11 de julho de 2018

Comércio virtual tem as mesmas obrigações previstas na legislação consumerista que as lojas físicas

Evanice Gomes

A Secretaria Municipal de Proteção e Defesa do Consumidor alerta ao consumidor que costuma adquirir produtos através dos sites de compras e de redes sociais como instagran, whats app e face book, que fique atento aos direitos previstos na legislação que regula a relação consumerista, a exemplo da precificação dos itens expostos. O Procon-JP está fiscalizando o comércio virtual que atua Capital através das reclamações que chegam à Secretaria.

Para o secretário Helton Renê, esse tipo de orientação aos consumidores objetiva a realização de uma compra mais segura. “Estamos trabalhando a divulgação das leis a que estão submetidos os fornecedores de bens e serviços que atuam, especificamente, na esfera virtual. A primeira delas, que a gente diz até que é bem básica, se refere à precificação, ou seja, na hora em que um produto é exposto para a venda nas vitrines virtuais, o preço do artigo deve está vísível, de forma clara”.

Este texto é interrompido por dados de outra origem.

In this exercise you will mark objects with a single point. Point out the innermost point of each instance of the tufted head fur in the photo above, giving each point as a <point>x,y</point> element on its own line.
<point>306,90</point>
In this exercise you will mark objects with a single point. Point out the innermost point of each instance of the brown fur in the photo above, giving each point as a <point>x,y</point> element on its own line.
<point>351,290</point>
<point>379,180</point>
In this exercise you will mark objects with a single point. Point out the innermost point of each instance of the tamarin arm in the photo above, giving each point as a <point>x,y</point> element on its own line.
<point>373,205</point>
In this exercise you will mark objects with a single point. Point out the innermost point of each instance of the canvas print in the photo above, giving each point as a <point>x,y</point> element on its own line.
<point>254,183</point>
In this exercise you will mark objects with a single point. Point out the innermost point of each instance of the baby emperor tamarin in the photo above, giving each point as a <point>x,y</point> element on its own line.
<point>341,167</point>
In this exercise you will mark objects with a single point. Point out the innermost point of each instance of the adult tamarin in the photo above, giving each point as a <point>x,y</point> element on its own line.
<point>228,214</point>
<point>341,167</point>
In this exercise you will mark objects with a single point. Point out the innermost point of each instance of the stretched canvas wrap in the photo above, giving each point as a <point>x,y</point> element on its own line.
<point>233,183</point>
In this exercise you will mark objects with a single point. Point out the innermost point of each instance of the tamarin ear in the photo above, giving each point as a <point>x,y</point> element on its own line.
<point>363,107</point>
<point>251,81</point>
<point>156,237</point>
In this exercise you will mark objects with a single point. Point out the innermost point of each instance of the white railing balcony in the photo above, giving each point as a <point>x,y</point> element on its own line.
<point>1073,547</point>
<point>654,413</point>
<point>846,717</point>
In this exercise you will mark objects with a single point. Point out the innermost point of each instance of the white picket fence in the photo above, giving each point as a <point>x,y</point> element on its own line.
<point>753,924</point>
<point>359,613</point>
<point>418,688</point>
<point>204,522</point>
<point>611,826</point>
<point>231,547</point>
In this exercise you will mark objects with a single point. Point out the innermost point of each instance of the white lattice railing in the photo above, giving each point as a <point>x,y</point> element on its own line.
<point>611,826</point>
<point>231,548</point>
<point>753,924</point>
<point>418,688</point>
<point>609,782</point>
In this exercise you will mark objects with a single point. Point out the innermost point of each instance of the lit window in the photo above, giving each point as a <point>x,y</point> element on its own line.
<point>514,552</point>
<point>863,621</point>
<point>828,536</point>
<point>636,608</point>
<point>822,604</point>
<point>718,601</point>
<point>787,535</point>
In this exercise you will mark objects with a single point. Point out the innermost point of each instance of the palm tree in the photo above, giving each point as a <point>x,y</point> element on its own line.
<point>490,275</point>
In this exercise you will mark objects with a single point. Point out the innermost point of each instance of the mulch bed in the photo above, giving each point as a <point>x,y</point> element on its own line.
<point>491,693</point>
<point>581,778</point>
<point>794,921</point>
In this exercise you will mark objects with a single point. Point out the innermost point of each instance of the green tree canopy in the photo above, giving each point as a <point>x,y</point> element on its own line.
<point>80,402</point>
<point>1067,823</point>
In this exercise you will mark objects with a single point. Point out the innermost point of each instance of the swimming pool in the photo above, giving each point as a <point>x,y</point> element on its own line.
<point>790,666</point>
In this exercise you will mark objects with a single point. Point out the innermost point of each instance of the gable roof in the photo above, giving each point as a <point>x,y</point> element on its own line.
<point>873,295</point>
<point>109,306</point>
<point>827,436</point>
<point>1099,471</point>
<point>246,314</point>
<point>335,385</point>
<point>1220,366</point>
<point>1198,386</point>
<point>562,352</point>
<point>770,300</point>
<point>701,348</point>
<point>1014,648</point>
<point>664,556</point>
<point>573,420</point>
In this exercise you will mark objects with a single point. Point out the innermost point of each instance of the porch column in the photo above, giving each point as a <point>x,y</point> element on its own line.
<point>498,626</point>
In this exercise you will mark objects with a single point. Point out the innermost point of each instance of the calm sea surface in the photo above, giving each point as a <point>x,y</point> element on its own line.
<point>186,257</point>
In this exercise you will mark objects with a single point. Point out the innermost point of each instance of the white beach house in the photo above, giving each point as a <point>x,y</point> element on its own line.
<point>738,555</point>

O titular do Procon-JP acrescenta que o inciso III do artigo 6º do Código de Defesa do Consumidor (CDC) prevê isso de forma irrefutável: “A informação deve ser adequada e clara sobre os diferentes produtos e serviços, com especificação correta de quantidade, características, composição, qualidade e preço, bem como sobre os riscos que apresentem”. Ele salienta, ainda, que a legislação vale tanto para o comércio físico quanto para o virtual.

Repetição de erro – Helton Renê explica que, atualmente, o comércio virtual está cometendo os erros que as lojas físicas cometiam muito comumente até há pouco tempo. “Era comum encontrar os artigos sem preços nas vitrines das lojas e, hoje, quase não acontece mais devido à fiscalização dos órgãos de defesa do consumidor”.

E adianta: “Agora isso acontece muito em compras pela internet, principalmente nas redes sociais como instagram, face book e whats app. Quem estiver comercializando, não importa por qual canal, tem que colocar os preços dos produtos na vitrine, seja virtual ou não. Os sites de compras devidamente oficializados são mais atentos a essas obrigações”.

Redes sociais – Helton Renê alerta que, atualmente, as maiores reclamações de insatisfação vêm de pessoas que compram em redes sociais tipo facebook, whatsapp e instagran. “A precificação é uma das várias reclamações nesses locais de venda virtual e o consumidor compra sabendo que não há muita segurança do que está comprando. Geralmente, a compra realizada entre pessoas físicas, que não fornece documentação registrada, deixa o consumidor na mão na hora da reclamação. O ideal seria comprar apenas em empresa formal, com CNPJ”.

Sites de compras – Para maior segurança, o secretário acrescenta que o consumidor deve conferir se o site de compra existe de fato, conferindo CNPJ, endereço e telefone de contato. O secretário chama a atenção do consumidor virtual para evitar sites com muita demanda nos órgãos de defesa do consumidor. “Disponibilizamos em nosso site proconjp.pb.gov.br uma relação de locais de compras pela internet que não são confiáveis”, informa Helton Renê.